Por Antonio Magalhães*
O governo federal sabe onde o presidente Lula se hospeda e dorme todas as noites. Pode ser no Brasil ou fora do país, uma vez que ele gosta tanto de viajar e é uma figura pública. Já uma portaria do Ministério do Turismo extrapola o bom senso ao implantar um registro digital de hóspedes, invadindo a privacidade e informando onde os turistas brasileiros e estrangeiros estão abrigados, onde descansam à noite, de onde vêm e para onde vão, qual o transporte usado, o interesse turístico, a forma de pagamento das diárias e outras informações privadas e desnecessárias. A portaria, que começa a valer em abril, transforma o segmento de hospedagem em agentes de vigilância estatal totalitária ao entregar informações que o cliente lhe confiou. Parece a China, mas é o Brasil.
Este é o estranho mundo digital brasileiro que sancionou esta semana a Lei do Felca, ou ECA Digital, com o objetivo de proteger menores na internet, mas enfrenta críticas severas sobre a privacidade de dados, restrição excessiva à liberdade digital de jovens, bloqueio de jogos populares e a transferência da responsabilidade dos pais para o Estado. A exigência de verificação de idade rígida pode obrigar plataformas a coletar documentos oficiais ou biometria facial, gerando preocupações sobre o vazamento de dados sensíveis de menores.
Leia maisSão restrições semelhantes às trazidas pela portaria do Ministério do Turismo, nº 4/2026, que estabelece que o segmento será obrigado a usar a Ficha Nacional de Registro de Hóspedes (FNRH) Digital, substituindo a ficha em papel, que apenas extraía dados estatísticos para disponibilizar em breve os dados privados em tempo real para os órgãos de segurança do país.

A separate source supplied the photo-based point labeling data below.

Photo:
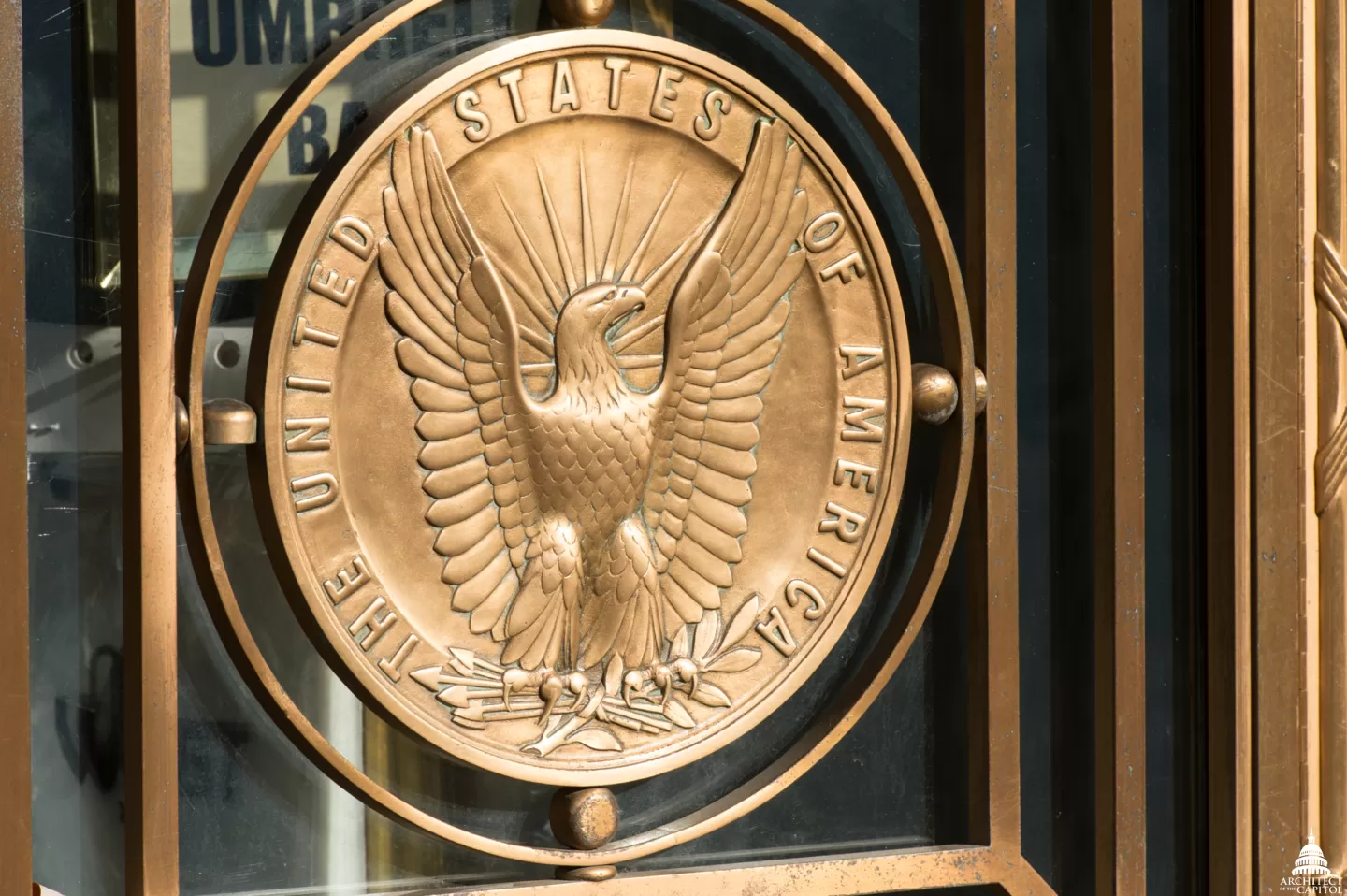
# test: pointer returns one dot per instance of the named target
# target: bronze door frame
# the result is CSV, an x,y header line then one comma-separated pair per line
x,y
1258,802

O ministério alega que o check-in 100% online, com reconhecimento facial e assinatura eletrônica com validade jurídica, é exemplo de um processo seguro. O compartilhamento indevido de dados ou o vazamento dos mesmos, segundo a portaria, resultarão em sanções e em multas de até 2% do faturamento da empresa ou do grupo empresarial.
Especialistas em proteção de dados alertam para a necessidade de rigor no sigilo do cadastro. O que é uma piada: a suposta proteção contra hackers, num país em que os intrusos digitais invadem Judiciário, Legislativo e Poder Executivo, bancos superprotegidos, grandes empresas, setores de segurança pública e muito mais.

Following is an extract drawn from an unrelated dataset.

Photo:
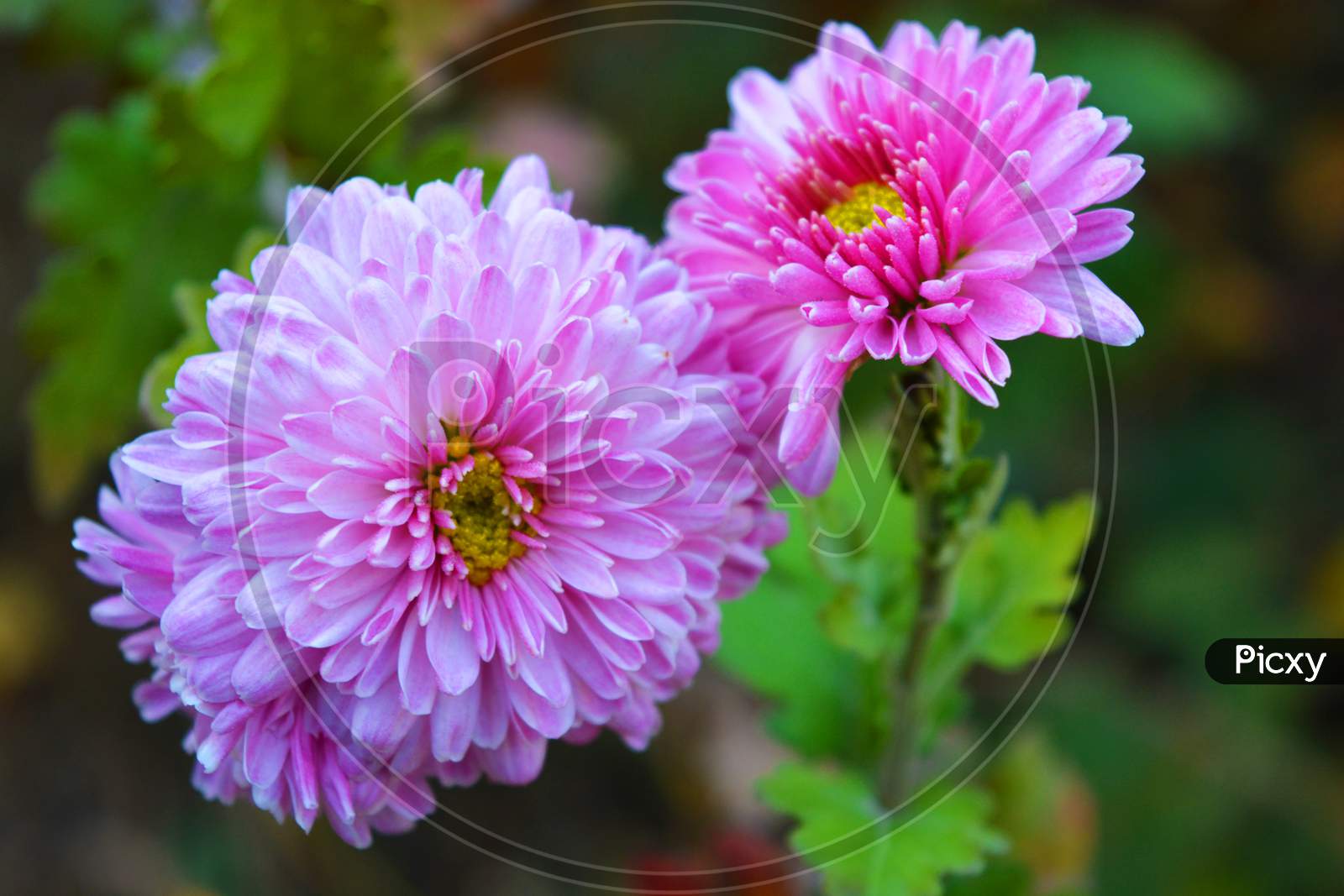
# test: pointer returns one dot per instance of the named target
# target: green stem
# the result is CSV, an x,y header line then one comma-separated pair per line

O Ministério do Turismo do PT deveria estar preocupado em garantir a segurança pública dos turistas, vítimas de roubos, golpes e violências físicas, e não criar uma ficha digital para violar mais a privacidade do visitante, com reflexo do modo de ser de cada um e atacando sua liberdade individual. Como se o turista nacional ou estrangeiro gostasse de ser monitorado pelas autoridades nas suas férias, o que pode refletir na queda do fluxo turístico do país.
A reação à portaria ministerial foi imediata: a deputada federal Carol De Toni (PL-SC) apresentou um Projeto de Decreto Legislativo (PDL) na Câmara dos Deputados para sustar os efeitos da portaria. A parlamentar condenou a concentração de dados pessoais em uma base governamental centralizada.

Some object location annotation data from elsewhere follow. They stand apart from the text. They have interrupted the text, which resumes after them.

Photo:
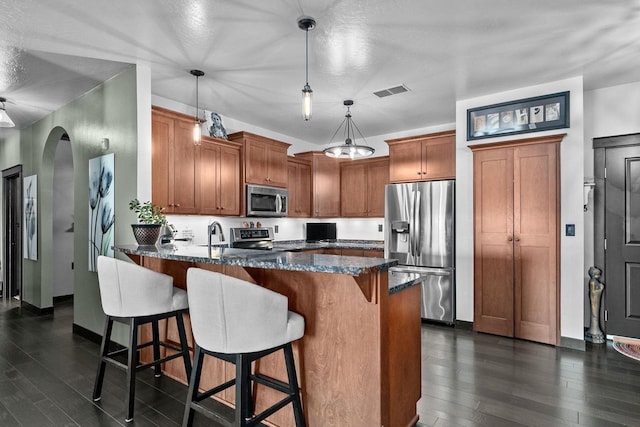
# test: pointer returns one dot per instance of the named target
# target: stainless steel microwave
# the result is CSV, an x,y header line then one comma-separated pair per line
x,y
267,201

Para ela, uma iniciativa dessa magnitude deveria passar por discussão legislativa e análise criteriosa de impactos regulatórios. A iniciativa da deputada é para evitar que normas infralegais criem novas obrigações para cidadãos e empresas.
“A criação de uma grande base nacional com dados pessoais de hóspedes precisa ser discutida com transparência e responsabilidade. Não se pode ampliar o poder de coleta de informações do Estado sem ouvir os interessados e sem respaldo legal”, disse.
Se os entusiastas da ditadura chinesa acham que é mais uma lorota da oposição a comparação nacional com o registro de hóspedes na terra do Dragão Asiático Vermelho, vale consultar o Google e ver a semelhança do que já ocorre por lá e onde o Brasil quer chegar com a gestão petista do turismo.
Segundo o Google, “o registro em hotéis na China é rigoroso, obrigatório e altamente tecnológico, utilizando reconhecimento facial para check-in, acesso a elevadores e quartos. Estrangeiros devem apresentar passaporte original, e o hotel envia os dados à segurança pública em 24 horas, sendo necessário confirmar se o estabelecimento aceita estrangeiros”. É isso.